宮城県が導入を目指す宿泊税について、17日のの県議会で条例案が可決されました。総務大臣の同意を得るなどした上で、2025年11月にも導入される見通しです。

 議長「委員長報告の通り決することに賛成の諸君の起立を求めます。起立多数であります。よって議第119号議案は委員長報告の通り決定いたしました」

 宿泊税は、宮城県のホテルや旅館に泊まる人に対し1泊当たり300円を課します。仙台市の宿泊者については300円のうち200円が仙台市に入り、修学旅行や部活動の宿泊は対象外です。

 県は宿泊税の導入により年間約11億円の税収を見込んでいて、訪日観光客の受け入れ環境の整備など観光の振興策に活用する考えです。県とそろって制度を導入する仙台市でも、議会で条例案が可決されていました。

 宿泊税に対しては宿泊事業者を中心に反発も根強く、最終日となった17日の県議会でも反対意見が出されました。

 日本共産党県議団金田基県議「現状で導入を強行するようなことになれば、必ず禍根を残すことになります。本条例案を通すべきではないと」

 継続審査を求める動議も出されましたが、否決されました。県は今後、総務大臣の同意を得るなどした上で、2025年11月ごろにも宿泊税の課税を始める予定です。宿泊税の導入は東北では初めてです。

 県議会の傍聴席には宿泊事業者も駆け付け、採決を見守りました。

 宮城県・宿泊税を憂慮する会藤田謹一代表「憤りがふつふつと湧いてきた。県民の皆さま方にとても申し訳なく思っています。我々阻止できなかったということが」

 作並温泉旅館組合岩松広行組合長「とにかく言語道断ということですね。まったくの拙速すぎますよね。しかも我々の了解も何もないですから。県民市民の皆さんにこれがいかにおかしい新税かということを訴えていかないといけない」

 県議会での可決を受け、村井知事は。

 村井知事「厳しいご意見もございましたけれども、結果的には賛成多数で可決をしていただき大変感謝をしているところであります。(宿泊事業者との関係が)一部ねじれてしまったのは事実でございます。これを向こうから私の方に来てくださいでは多分うまくいかないと思いますので、私の方から飛び込んでいく、県の方から飛び込んでいくことが信頼回復につながる」

 宿泊税の条例案について、県議会最大会派の自由民主党・県民会議は付帯意見を付けるよう求め可決されています。

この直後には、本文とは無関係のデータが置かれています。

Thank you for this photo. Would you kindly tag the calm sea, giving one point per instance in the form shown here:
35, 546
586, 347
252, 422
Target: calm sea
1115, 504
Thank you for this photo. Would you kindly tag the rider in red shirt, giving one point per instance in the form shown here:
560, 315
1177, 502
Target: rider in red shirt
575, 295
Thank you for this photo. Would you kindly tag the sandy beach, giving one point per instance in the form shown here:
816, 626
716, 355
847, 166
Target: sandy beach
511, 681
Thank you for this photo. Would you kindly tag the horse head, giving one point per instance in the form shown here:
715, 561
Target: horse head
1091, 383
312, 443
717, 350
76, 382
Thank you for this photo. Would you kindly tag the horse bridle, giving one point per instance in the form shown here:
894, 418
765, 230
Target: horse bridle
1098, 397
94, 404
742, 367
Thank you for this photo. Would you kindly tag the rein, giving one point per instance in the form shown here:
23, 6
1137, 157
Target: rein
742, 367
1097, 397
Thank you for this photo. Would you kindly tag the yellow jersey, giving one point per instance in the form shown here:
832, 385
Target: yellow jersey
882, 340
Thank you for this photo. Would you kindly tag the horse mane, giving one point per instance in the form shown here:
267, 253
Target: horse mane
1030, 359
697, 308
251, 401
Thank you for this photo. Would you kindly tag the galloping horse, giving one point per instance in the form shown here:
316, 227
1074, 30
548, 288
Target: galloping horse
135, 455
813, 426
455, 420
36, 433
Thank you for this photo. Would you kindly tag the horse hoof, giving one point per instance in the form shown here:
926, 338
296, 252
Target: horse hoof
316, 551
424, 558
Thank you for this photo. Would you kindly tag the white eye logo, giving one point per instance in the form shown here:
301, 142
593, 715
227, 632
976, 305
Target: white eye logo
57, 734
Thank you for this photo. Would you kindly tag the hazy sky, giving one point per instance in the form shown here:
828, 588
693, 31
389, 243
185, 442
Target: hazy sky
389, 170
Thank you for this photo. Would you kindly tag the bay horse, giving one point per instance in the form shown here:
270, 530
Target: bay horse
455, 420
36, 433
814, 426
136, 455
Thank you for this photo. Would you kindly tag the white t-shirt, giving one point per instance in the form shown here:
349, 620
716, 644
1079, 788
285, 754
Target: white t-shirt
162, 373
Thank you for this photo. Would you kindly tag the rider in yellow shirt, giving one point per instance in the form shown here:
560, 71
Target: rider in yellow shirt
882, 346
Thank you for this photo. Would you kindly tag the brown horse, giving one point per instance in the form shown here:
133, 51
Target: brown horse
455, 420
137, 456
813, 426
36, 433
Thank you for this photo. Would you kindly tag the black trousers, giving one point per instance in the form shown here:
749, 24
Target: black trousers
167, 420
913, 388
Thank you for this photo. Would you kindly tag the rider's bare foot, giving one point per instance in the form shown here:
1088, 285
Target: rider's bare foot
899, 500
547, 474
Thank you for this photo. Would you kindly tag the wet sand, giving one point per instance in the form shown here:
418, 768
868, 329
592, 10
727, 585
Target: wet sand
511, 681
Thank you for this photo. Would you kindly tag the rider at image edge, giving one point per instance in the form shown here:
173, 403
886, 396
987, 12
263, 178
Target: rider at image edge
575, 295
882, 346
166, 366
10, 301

 付帯意見は3つあり、「県民や宿泊事業者に十分な情報提供と意見聴取を行うこと」「税を徴収する宿泊事業者の負担軽減措置を講じること」「宿泊税の効果を検証すること経済情勢を勘案した上で、必要な改善措置を講じること」です。

 村井知事は「付帯意見は非常に重い。説明を尽くすことに力を置き、しっかりと努力していきたい」と話しています。